It’s stunning the amount of celebrities who passed away in 2016.
Losing Muhammad Ali was horrible but the end of two decades of Parkinson’s disease for the Champ made it easier. Not a huge fan of Prince but his guitar solo in “Let’s Go Crazy” and “While my Guitar Gently Weeps” reminds me that on my best day, I’m a hack of a player. Gene Wilder death was sad but thank God we still have Young Frankenstein.
Morley Shafer’s avuncular reporting always signified the weekend was coming to a close, Merle Haggard sang the “Working Man Blues,” Phife Dawg knew “We Could Get Down” and Elie Wiesel explained why it’s always darkest before the dawn.
And I love George Michael’s “Freedom.”
One name that won’t make the In Memoriam at the Academy Awards was my sweet, sweet puppy Shelly. I said good bye to her in March and there isn’t a day I don’t think about Shelly Belly. I still can’t believe she is gone. Good dogs are supposed to live forever.
Debbie Reynolds’ passing had special meaning for me. When working at the Wyndham (now Radisson) Hotel, Debbie came in three consecutive nights. She was doing a show somewhere in SLC and came into the club every night for an evening cordial. Her assistant found out I was from Las Vegas and invited me to sit with Debbie at her table. We talked about life in Vegas, blackjack strategies and what it was like to make out with Elvis (she had previous experience—I only own a velvet painting). On her last night, I told her it was an absolute pleasure to meet her and she came over to give me a hug. As I leaned over, she planted a smooch right on my lips.

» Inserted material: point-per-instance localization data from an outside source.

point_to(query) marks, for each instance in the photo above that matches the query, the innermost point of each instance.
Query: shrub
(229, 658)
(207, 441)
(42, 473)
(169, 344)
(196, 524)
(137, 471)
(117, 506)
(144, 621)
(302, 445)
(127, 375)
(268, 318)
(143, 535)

It was awesome. If you have a chance to kiss a 70-year old starlet, I recommend you take it.
In the end, all of these deaths should serve as a reminder that life is pretty God damn short. If you’re lucky, you’ll squeeze out 78+ years on this big blue marble. You’ll be dead a hell of a lot longer than you’ll be alive, so might as well make the most of it.
And maybe that is what my New Year’s resolution should be: gratitude.

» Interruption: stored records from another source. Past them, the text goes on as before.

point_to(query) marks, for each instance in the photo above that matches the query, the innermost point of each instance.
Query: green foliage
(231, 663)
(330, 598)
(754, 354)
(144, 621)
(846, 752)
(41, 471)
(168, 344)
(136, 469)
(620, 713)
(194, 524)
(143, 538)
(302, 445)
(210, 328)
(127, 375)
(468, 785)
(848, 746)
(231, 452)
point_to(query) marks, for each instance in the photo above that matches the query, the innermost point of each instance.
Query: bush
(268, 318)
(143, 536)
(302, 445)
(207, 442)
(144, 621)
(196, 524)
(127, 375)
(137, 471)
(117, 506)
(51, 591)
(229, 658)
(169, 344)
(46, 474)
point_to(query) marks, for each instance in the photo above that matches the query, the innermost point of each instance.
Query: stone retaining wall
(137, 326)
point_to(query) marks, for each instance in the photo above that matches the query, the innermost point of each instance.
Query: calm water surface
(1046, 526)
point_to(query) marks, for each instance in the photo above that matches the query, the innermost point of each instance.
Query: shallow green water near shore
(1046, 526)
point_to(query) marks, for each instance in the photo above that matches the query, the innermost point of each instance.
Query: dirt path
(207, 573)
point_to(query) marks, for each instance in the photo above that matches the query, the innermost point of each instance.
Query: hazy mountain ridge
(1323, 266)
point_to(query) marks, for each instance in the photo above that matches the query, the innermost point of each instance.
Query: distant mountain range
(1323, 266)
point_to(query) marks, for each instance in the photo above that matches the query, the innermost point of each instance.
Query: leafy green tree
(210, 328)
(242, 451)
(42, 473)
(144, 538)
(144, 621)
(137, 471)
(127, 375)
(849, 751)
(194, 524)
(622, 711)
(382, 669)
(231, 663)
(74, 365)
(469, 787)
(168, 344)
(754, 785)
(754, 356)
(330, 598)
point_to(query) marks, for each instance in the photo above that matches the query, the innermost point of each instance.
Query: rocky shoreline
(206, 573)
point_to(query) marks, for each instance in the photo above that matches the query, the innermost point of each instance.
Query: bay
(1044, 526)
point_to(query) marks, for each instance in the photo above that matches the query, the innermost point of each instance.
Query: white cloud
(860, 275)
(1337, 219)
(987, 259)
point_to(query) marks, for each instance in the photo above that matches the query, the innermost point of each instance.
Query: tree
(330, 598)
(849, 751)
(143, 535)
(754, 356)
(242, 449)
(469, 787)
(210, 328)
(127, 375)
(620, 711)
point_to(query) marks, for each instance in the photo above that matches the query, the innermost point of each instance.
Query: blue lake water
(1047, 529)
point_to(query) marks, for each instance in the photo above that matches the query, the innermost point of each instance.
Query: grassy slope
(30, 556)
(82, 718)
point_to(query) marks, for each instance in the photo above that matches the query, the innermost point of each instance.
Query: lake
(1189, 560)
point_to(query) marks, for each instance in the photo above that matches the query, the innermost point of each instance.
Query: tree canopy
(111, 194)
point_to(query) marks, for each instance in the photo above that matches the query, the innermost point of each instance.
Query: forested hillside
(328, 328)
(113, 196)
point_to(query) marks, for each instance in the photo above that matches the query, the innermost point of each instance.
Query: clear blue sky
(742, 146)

I know I’m doing better than a lot of people. I have a beautiful, smart wife, a terrific family, and a couple of decent dogs. I got two killer jobs, live in a cool house in a crummy neighborhood, and have a disproportional amount of great friends. Throw in a handful of vacations a year, a bit of fishing, the occasional ribeye with Kentucky bourbon, gardening, and a garage filled with tools, there isn’t much to complain about.
That’s the start. Being grateful for what I have.
Looking forward, there is a ton of uncertainty. I think Trump is a moron and will probably get us all killed after he raids the national treasury for every cent. Because he likes bright, tacky things, Emperor Trump will insist upon seeing the brightest, tackiest thing of all—a Trident II SLBM—before he sprouts horns and a bifurcated tail.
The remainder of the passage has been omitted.